The Commission welcomes the political agreement reached between the European Parliament and the Council on the Gigabit Infrastructure Act, proposed by the Commission on 23 February 2023. The agreement comes at the same time of the adoption of the Recommendation on the regulatory promotion of gigabit connectivity (Gigabit Recommendation).

Gigabit Infrastructure Act

The Gigabit Infrastructure Act (GIA) introduces a set of actions to simplify and speed up the deployment of very high-capacity networks, such as fibre and 5G, by reducing the administrative burden and the costs of deployment. The full availability of gigabit networks and the rollout of 5G performant networks in all populated areas are key elements to support the digital transition of the European economy and society, as set out in the EU's digital transition targets for 2030, the Digital Decade policy programme.

In particular, the GIA simplifies and streamlines permit granting procedures, which are a precondition for network deployment, ensuring public administrations' compliance with the deadlines for granting permits. It also introduces measures to digitalise information on existing physical infrastructures, planned civic works, and permit granting procedures, allowing operators to access online all information necessary for planning network deployment.

The GIA also includes actions to facilitate the coordination of physical infrastructure deployment, such as ducts, towers, or masts, with works on other public infrastructure, such as water or electricity distribution networks. These measures make it easier for operators to re-use public infrastructure and spaces, such as rooftops, to install digital network elements, ultimately reducing the costs of deployment.

Furthermore, the new rules aim to fuel innovation, encouraging new and majorly renovated buildings to be pre-equipped with fibre and fibre-ready infrastructure. This will ensure a swift deployment of very high-capacity networks, ultimately allowing more citizens to enjoy fast connectivity services.

The new Regulation also seeks to reduce the environmental footprint of electronic communications networks by promoting the deployment of more environmentally efficient technologies, such as fibre and 5G. The re-use of existing physical infrastructure and the greater coordination of civil works will also contribute to reducing the overall environmental impact of deploying networks, through a more efficient use of resources.
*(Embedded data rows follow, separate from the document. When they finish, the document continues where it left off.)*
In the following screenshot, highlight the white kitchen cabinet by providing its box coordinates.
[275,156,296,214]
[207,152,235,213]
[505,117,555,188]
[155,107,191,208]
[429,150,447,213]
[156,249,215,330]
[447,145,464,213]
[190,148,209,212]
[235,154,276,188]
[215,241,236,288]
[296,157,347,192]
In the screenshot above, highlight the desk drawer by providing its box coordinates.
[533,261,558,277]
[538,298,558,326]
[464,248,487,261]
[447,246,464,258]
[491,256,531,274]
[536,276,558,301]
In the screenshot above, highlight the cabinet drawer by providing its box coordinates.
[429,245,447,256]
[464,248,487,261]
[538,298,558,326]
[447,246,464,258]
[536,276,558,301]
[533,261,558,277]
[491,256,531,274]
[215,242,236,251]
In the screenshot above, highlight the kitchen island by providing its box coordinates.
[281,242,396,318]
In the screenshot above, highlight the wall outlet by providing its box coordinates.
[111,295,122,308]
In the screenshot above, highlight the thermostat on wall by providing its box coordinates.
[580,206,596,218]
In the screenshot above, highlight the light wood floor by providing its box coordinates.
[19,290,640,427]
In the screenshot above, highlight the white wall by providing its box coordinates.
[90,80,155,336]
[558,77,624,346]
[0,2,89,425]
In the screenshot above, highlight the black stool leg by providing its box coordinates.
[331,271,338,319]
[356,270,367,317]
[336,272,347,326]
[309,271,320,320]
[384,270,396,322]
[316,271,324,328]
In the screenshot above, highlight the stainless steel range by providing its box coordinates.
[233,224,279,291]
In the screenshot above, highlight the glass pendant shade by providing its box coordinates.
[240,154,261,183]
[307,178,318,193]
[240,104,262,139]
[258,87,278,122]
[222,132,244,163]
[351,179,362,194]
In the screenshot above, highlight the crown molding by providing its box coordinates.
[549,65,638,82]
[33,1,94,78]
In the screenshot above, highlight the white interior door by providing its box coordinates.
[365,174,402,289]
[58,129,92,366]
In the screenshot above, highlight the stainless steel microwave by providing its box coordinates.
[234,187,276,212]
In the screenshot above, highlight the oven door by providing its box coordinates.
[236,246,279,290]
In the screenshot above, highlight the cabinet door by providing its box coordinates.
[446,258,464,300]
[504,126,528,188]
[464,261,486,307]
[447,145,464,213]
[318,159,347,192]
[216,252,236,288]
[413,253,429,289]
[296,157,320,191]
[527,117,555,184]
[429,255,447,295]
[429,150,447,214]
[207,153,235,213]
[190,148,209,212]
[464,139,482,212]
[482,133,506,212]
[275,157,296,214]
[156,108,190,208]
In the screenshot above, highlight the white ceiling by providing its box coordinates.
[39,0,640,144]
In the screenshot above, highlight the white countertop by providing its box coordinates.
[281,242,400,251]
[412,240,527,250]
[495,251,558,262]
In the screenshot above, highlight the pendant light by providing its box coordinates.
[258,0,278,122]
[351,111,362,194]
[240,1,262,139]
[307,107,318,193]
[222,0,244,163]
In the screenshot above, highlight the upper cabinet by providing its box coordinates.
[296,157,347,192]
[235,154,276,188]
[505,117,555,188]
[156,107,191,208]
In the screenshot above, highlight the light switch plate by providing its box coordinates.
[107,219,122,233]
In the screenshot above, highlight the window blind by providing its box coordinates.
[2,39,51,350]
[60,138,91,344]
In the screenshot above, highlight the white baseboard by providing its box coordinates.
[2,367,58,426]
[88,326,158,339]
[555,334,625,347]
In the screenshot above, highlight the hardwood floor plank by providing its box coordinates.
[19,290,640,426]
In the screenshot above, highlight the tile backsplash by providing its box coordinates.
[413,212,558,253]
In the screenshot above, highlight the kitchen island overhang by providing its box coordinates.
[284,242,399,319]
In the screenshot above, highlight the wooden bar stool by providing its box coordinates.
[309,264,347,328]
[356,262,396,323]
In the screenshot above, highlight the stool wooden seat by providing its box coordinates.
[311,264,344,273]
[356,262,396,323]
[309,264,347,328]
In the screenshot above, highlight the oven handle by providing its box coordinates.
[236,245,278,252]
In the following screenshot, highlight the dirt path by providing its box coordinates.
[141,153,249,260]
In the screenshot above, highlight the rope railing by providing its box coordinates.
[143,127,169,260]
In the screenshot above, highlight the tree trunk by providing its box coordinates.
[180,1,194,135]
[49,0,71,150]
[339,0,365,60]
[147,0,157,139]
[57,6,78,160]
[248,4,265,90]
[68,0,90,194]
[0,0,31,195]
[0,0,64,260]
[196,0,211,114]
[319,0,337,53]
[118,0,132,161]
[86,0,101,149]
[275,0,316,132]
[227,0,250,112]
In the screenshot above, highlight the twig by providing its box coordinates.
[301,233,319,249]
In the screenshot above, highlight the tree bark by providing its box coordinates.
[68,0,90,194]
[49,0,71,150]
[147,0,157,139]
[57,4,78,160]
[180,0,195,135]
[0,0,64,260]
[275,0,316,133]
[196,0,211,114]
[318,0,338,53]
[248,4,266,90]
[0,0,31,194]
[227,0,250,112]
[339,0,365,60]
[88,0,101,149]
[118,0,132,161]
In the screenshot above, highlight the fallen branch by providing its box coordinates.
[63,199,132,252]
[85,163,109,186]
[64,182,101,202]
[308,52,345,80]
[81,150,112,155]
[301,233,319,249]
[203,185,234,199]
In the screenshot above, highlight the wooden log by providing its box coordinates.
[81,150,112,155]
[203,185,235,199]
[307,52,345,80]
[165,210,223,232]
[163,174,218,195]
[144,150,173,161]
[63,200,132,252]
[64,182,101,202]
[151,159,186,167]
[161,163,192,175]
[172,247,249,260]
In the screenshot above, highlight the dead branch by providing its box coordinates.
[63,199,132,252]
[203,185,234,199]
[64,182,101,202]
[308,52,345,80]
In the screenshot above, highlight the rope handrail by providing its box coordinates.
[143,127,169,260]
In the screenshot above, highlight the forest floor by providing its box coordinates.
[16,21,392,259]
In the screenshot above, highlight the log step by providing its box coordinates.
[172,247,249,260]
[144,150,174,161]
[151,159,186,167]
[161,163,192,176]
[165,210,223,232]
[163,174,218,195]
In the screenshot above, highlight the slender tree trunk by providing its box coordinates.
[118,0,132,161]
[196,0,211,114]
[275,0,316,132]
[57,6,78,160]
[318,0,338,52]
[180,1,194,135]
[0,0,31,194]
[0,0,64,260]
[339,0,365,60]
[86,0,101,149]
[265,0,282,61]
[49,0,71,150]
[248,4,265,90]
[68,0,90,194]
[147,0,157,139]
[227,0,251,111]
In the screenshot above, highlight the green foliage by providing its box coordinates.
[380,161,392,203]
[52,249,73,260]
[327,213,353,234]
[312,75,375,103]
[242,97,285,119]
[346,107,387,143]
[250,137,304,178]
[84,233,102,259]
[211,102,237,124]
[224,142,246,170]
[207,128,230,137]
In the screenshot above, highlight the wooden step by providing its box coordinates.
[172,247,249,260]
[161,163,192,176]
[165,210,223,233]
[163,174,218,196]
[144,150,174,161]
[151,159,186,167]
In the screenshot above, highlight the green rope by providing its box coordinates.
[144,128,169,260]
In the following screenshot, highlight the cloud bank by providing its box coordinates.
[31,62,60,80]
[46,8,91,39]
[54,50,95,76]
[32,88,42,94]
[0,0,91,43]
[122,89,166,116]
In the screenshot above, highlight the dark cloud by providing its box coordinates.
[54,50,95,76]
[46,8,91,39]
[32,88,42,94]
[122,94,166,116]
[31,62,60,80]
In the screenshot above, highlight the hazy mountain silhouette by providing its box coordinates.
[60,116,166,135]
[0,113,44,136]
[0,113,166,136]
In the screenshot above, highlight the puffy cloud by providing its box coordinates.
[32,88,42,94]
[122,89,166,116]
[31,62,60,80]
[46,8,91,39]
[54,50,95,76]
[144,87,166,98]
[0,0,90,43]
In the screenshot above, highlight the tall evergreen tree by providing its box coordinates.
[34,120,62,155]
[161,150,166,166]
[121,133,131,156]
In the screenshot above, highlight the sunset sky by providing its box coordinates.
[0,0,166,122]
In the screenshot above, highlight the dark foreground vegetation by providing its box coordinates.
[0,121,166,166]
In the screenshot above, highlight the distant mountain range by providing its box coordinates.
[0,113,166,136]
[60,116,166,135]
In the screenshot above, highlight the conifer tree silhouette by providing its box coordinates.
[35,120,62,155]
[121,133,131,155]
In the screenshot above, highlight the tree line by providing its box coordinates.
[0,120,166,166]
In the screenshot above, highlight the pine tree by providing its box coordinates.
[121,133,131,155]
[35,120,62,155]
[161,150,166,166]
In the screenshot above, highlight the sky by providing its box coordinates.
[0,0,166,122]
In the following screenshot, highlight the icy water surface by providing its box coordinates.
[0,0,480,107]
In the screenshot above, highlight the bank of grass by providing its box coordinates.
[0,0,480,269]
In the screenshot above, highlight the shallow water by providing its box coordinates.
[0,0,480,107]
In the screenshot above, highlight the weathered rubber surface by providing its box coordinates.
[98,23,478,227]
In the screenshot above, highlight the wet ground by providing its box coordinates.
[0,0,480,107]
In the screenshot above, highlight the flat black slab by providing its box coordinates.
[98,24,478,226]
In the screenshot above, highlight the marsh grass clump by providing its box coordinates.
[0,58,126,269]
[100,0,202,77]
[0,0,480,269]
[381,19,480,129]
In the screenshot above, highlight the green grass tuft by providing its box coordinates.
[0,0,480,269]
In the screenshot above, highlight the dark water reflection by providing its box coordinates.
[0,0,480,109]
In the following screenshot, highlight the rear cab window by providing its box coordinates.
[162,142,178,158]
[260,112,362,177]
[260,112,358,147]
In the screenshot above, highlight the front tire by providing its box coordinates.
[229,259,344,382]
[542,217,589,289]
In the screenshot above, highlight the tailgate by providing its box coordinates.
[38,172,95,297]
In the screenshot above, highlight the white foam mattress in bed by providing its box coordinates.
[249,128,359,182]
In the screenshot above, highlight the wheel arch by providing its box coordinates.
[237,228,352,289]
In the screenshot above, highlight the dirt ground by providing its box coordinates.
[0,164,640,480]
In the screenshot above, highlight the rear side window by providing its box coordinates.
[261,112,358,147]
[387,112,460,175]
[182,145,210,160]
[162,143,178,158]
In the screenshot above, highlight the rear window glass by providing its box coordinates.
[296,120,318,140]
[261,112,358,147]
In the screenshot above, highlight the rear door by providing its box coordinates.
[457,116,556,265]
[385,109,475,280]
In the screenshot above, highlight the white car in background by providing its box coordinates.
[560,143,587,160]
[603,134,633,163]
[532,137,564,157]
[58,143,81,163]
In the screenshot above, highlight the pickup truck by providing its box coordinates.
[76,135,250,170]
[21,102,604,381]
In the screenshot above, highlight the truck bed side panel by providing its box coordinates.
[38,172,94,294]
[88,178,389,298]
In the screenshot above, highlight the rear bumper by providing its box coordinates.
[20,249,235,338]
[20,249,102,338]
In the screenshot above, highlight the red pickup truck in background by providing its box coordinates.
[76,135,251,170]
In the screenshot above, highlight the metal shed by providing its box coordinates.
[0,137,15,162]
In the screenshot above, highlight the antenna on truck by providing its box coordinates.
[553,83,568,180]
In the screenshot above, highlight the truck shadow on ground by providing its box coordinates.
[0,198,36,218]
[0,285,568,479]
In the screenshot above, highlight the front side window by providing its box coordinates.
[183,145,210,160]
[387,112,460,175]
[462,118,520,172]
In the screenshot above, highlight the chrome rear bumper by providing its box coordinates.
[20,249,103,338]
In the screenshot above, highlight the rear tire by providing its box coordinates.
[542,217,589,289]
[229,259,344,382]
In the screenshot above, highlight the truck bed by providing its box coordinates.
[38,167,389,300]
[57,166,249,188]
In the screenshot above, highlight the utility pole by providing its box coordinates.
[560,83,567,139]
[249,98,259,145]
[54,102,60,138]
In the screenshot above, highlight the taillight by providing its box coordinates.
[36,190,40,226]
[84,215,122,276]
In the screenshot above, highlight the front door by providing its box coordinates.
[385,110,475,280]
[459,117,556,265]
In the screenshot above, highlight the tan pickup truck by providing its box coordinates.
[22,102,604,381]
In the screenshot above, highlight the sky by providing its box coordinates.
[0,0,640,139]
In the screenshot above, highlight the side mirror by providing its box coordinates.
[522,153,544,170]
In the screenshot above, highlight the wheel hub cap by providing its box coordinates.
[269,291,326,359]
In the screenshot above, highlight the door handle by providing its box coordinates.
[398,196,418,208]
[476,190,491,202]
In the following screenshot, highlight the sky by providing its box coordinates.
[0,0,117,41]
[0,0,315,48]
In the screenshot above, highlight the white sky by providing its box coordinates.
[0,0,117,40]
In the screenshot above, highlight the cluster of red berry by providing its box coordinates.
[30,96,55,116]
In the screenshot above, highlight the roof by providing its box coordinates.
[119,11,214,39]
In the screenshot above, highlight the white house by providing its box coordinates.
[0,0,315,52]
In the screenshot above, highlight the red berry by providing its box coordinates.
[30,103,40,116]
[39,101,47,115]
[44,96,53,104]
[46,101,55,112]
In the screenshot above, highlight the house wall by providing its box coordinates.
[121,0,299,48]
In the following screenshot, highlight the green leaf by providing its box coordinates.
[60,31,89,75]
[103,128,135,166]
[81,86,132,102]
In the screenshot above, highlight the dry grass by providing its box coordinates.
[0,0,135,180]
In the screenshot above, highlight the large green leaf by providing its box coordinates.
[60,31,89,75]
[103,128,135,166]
Furthermore, an agreement was found on the rules on intra-EU communications (calls and SMS placed from the home Member State to another Member State), ensuring continued protection of vulnerable consumers from the risk of potentially excessive prices for such services until 2032 and a market driven mechanism to eliminate unjustified price differential.

Gigabit Recommendation

The Gigabit Recommendation adopted today by the Commission provides to National Regulation Authorities guidelines on how to design access remedy obligations for operators with significant market power, to guarantee fair competition and at the same time to foster the rollout of gigabit networks by ensuring that all operators can have access to existing network infrastructures. In particular, the Gigabit Recommendation provides guidance on situations where access to civil-engineering infrastructure is likely to be the only access remedy to address the competition problems identified. It also indicates how National Regulation Authorities can smoothly conduct the migration from copper to fibre.